The Foreign Manufacturers Legal Accountability Act:

  • Requires manufacturers to register an “agent” in a state where the company does business to accept service of process for civil and regulatory claims.
  • Registering an agent will constitute an acceptance of personal jurisdiction of the State and Federal courts of the state in which the agent is located.
  • Covers products regulated by the Consumer Product Safety Commission (CPSC), such as children’s toys; the Food and Drug Administration (FDA), including prescription drugs and medical devices; and the Environmental Protection Agency (EPA), like pesticides.

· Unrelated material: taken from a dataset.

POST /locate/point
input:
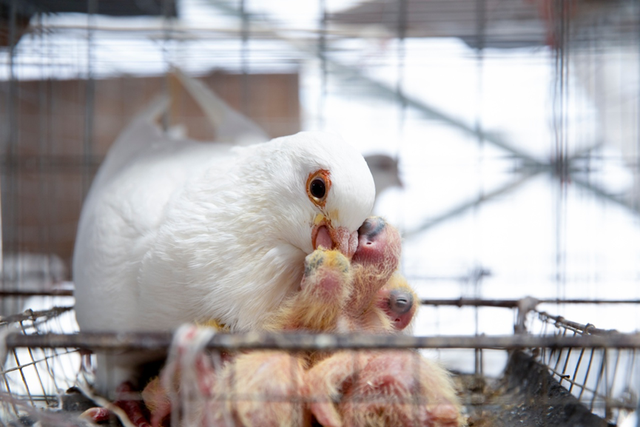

If that sounds good to you at first glance, Rick Woldenberg urges you to think again:

The purpose of this bill is to make foreign manufacturers of finished goods and parts intended to be used as components in those finished goods register for service of process in this country. In other words, foreign manufacturers must register here so our plaintiff’s bar and the government can sue them with ease. The new law prohibits trade with foreign manufacturers unless they are registered, and enlists the aid of the federal government’s snarling dog, the U.S. Customs and Border Patrol, to enforce this law.
This means that every factory we use outside the U.S. will have to register for service of process in the U.S. if we want to continue to import our products from them. The law goes even FURTHER, asking that each agency involved to study ways to force manufacturers of components to register here, too. So, for example, if you make a toy in China and your factory buys boxes from a local printer who has NO contractual relationship with you, this law asks the agencies to study the feasibility of getting such box printers to register for service of process in this country. To accomplish that lofty goal, of course, you have to know their identity. Our customers do not know our vendors’ names and we aren’t telling. It’s none of their business. Do you think it’s any different for our factories relative to us? Will they ever disclose that information to our Mother Government (to them, a foreign government)? Please – would you disclose your sources to the Chinese government? And who pays the administrative and out-of-pocket costs of this exercise? And what about the consequences of the fear factor and the costs of new litigation on markets?

This is an example of how I learned to HATE Congress and Democrats. These rules descend on our business in suffocating waves, adding no value but creating major distractions and feeding fear. On the other hand, perhaps I will be eating crow when Obama’s recently announced master plan to reduce the deficit by two-thirds in three years through increased spending, increased entitlements, increased taxes and increased regulation works like a charm. Maybe this law is part of the implementation of that great plan.

That’s how progressives like Betty Sutton work to “fix” unemployment. Do you feel encouraged yet? Check out what a well-respected lawyer has to say about the CPSIA, which Betty apparently thinks is too weak and needs strengthening with her new bill. Betty’s bill could be the next Smoot-Hawley Tariff. The first one helped trigger the Great Depression. Remember that when you see Betty’s TV ads touting her concern for “the little guy” and her tireless work to “create or save jobs.” It’s a protectionist election year gimmick that will result in serious pain later.